EasyQuant: An Efficient Data-free Quantization Algorithm for LLMs
- URL: http://arxiv.org/abs/2403.02775v1
- Date: Tue, 5 Mar 2024 08:45:30 GMT
- Title: EasyQuant: An Efficient Data-free Quantization Algorithm for LLMs
- Authors: Hanlin Tang, Yifu Sun, Decheng Wu, Kai Liu, Jianchen Zhu, Zhanhui Kang
- Abstract summary: We propose EasyQuant, a training-free and data-independent weight-only quantization algorithm for large language models.
We find that EasyQuant achieves comparable performance to the original model.
Our algorithm runs over 10 times faster than the data-dependent methods.

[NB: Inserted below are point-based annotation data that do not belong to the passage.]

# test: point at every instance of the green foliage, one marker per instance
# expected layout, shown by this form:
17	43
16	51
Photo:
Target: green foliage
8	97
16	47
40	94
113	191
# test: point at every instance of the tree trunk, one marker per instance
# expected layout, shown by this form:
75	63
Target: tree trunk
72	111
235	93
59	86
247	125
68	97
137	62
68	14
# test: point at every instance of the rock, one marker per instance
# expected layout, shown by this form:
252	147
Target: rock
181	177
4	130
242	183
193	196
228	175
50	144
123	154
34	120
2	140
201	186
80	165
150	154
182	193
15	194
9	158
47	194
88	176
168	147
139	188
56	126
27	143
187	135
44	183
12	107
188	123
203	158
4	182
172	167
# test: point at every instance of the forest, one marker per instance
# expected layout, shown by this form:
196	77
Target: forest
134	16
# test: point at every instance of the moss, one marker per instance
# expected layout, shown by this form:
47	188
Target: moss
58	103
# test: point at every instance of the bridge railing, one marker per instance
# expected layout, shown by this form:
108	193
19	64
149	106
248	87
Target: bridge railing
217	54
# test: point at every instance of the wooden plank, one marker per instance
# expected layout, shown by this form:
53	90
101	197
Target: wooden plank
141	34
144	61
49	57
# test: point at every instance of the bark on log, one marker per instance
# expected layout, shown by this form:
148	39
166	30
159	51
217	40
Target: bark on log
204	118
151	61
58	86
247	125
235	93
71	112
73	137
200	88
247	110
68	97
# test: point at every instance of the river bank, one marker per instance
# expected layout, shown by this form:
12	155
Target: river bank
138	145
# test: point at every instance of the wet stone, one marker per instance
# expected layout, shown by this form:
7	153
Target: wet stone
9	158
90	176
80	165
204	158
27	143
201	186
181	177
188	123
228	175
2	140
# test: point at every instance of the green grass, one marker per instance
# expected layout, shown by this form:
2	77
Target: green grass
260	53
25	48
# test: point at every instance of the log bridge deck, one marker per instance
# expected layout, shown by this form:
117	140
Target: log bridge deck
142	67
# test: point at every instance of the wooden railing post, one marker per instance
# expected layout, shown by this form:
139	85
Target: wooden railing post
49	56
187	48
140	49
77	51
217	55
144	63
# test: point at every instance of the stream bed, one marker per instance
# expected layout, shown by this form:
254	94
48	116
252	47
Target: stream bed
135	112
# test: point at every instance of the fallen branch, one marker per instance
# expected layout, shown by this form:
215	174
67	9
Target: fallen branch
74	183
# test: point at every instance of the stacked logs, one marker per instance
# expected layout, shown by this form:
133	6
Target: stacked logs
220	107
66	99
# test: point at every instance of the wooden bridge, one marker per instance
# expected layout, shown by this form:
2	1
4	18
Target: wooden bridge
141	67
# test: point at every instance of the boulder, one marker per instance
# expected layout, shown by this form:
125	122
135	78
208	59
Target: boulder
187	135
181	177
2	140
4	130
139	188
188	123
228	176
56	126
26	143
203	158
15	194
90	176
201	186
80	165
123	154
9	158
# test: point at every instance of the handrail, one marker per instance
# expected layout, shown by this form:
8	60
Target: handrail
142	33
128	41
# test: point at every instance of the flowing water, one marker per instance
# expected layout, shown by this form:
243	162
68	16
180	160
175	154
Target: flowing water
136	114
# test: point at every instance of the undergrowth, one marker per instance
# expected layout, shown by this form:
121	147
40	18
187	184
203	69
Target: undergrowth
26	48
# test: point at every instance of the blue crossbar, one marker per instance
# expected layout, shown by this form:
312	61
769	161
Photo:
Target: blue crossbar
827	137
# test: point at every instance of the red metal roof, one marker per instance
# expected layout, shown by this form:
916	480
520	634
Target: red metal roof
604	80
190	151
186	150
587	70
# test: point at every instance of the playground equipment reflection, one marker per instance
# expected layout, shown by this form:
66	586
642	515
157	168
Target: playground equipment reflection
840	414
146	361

- Score: 10.385919320080017
- License: http://arxiv.org/licenses/nonexclusive-distrib/1.0/
- Abstract: Large language models (LLMs) have proven to be very superior to conventional
methods in various tasks. However, their expensive computations and high memory
requirements are prohibitive for deployment. Model quantization is an effective
method for reducing this overhead. The problem is that in most previous works,
the quantized model was calibrated using few samples from the training data,
which might affect the generalization of the quantized LLMs to unknown cases
and tasks. Hence in this work, we explore an important question: Can we design
a data-independent quantization method for LLMs to guarantee its generalization
performance? In this work, we propose EasyQuant, a training-free and
data-independent weight-only quantization algorithm for LLMs. Our observation
indicates that two factors: outliers in the weight and quantization ranges, are
essential for reducing the quantization error. Therefore, in EasyQuant, we
leave the outliers (less than 1%) unchanged and optimize the quantization range
to reduce the reconstruction error. With these methods, we surprisingly find
that EasyQuant achieves comparable performance to the original model. Since
EasyQuant does not depend on any training data, the generalization performance
of quantized LLMs is safely guaranteed. Moreover, EasyQuant can be implemented
in parallel so that the quantized model could be attained in a few minutes even
for LLMs over 100B. To our best knowledge, we are the first work that achieves
almost lossless quantization performance for LLMs under a data-independent
setting and our algorithm runs over 10 times faster than the data-dependent
methods.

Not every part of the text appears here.